Besides diabetes, hormonal changes and inactivity, people who have been through a stroke or surgery are most susceptible to this condition. Also, patients who are suffering from thyroid disorders can end up developing a frozen shoulder too.

Physical Therapy: 

One of the most recommended ways to deal with this condition is with physical therapy. This kind of therapy will help you in stretching your shoulder so that you get back some motion over a period of time. This process can take anywhere between a few weeks to a few months, depending on the severity of your condition. You must ask a doctor about other treatment options if this kind of therapy does not show results even after six months of intense and regular practice. Physical therapy can also be practiced at home, once you have learnt the technique from a physiotherapist.

Medication:

One of the other ways to deal with a frozen shoulder is with the help of medication.
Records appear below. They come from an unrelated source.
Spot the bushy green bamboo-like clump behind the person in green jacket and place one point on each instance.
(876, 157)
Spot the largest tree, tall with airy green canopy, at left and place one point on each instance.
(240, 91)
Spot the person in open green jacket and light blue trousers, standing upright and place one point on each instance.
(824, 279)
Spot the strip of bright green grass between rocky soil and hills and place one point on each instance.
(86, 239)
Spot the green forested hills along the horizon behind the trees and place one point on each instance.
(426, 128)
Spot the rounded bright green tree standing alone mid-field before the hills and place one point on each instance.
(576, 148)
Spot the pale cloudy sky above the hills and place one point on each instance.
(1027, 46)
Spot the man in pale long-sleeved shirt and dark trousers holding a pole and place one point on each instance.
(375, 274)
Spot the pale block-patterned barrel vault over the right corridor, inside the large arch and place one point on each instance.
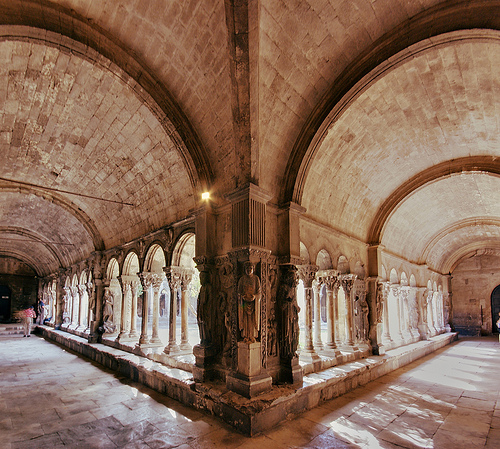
(397, 134)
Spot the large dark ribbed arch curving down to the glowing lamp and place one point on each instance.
(67, 28)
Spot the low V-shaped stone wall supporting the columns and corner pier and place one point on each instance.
(249, 416)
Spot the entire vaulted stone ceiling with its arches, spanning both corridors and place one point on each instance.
(380, 118)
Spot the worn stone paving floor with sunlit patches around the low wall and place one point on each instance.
(52, 398)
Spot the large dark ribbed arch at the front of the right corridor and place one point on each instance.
(449, 21)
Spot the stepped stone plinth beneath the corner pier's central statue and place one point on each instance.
(249, 381)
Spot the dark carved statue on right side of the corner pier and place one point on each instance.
(289, 314)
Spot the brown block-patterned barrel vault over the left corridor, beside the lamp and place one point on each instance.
(86, 162)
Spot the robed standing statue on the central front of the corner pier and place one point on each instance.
(249, 296)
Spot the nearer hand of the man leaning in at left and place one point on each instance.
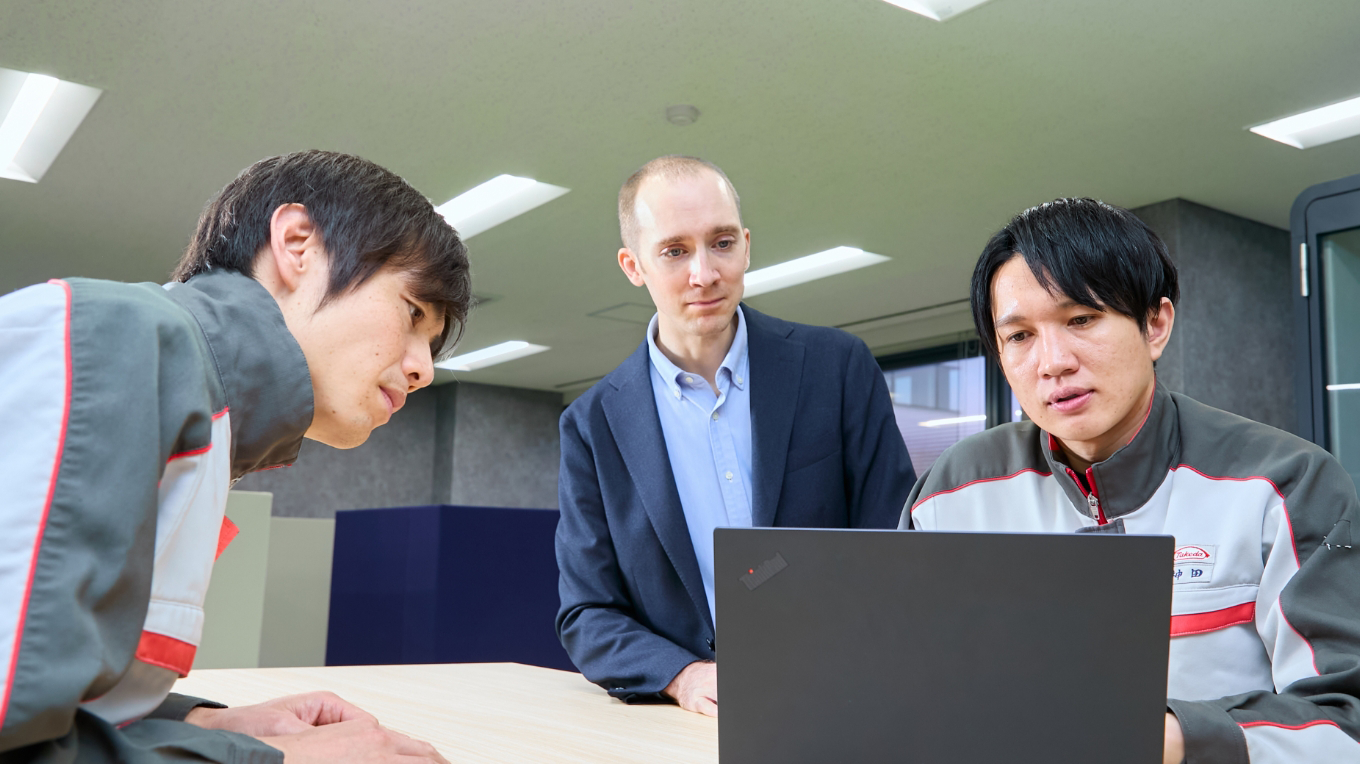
(360, 742)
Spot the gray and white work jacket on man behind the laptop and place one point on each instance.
(1265, 623)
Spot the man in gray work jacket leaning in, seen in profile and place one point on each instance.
(309, 304)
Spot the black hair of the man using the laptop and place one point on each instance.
(1094, 254)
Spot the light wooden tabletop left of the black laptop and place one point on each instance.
(488, 712)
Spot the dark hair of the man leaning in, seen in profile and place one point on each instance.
(368, 218)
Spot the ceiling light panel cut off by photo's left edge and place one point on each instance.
(41, 114)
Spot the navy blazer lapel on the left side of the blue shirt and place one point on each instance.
(632, 413)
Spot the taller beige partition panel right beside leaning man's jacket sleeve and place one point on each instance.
(235, 606)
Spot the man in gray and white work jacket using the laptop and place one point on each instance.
(1076, 301)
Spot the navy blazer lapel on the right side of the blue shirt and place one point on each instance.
(776, 377)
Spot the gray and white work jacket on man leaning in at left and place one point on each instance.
(127, 411)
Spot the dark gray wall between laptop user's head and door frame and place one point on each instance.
(1233, 342)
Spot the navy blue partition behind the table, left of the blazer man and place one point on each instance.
(445, 585)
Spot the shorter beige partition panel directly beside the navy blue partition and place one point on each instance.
(297, 600)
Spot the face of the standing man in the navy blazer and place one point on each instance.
(692, 252)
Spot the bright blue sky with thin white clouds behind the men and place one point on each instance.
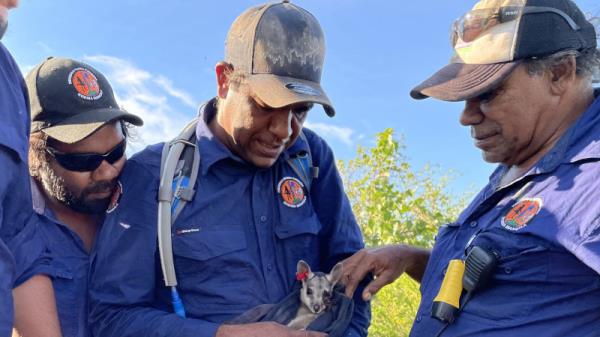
(160, 56)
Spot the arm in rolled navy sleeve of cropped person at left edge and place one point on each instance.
(33, 296)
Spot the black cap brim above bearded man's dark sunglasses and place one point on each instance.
(80, 126)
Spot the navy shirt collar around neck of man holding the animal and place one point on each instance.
(212, 150)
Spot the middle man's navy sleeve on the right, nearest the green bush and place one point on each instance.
(342, 236)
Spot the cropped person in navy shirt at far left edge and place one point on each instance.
(22, 249)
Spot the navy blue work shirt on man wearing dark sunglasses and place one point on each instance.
(69, 270)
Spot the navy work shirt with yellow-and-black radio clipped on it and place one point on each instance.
(545, 229)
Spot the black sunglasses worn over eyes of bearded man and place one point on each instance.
(84, 162)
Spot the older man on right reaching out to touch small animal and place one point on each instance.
(527, 248)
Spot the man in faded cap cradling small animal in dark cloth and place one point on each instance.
(237, 242)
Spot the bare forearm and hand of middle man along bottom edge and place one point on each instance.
(262, 329)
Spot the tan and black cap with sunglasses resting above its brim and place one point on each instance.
(492, 39)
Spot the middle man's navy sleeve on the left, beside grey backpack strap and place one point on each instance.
(125, 276)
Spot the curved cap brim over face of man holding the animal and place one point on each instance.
(279, 91)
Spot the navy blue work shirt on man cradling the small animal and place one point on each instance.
(236, 244)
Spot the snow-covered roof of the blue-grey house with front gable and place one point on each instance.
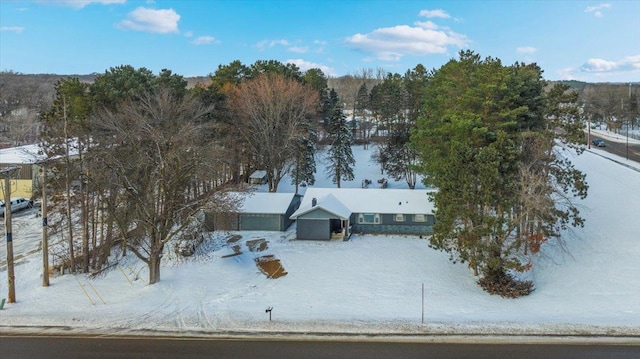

Anti-inflammatory and pain relieving medicines can soothe the discomfort. These include aspirinibuprofen, as well as naproxen sodium. Also, if you are undergoing a lot of pain, the doctor can administer a steroid injection in the shoulder joint.

Surgery:

 If medication and physical therapy do not help in treating the condition effectively, then one can go in for an arthroscopic surgery to remove the scar tissue with a small incision and other kinds of surgery for breaking the adhesions as well.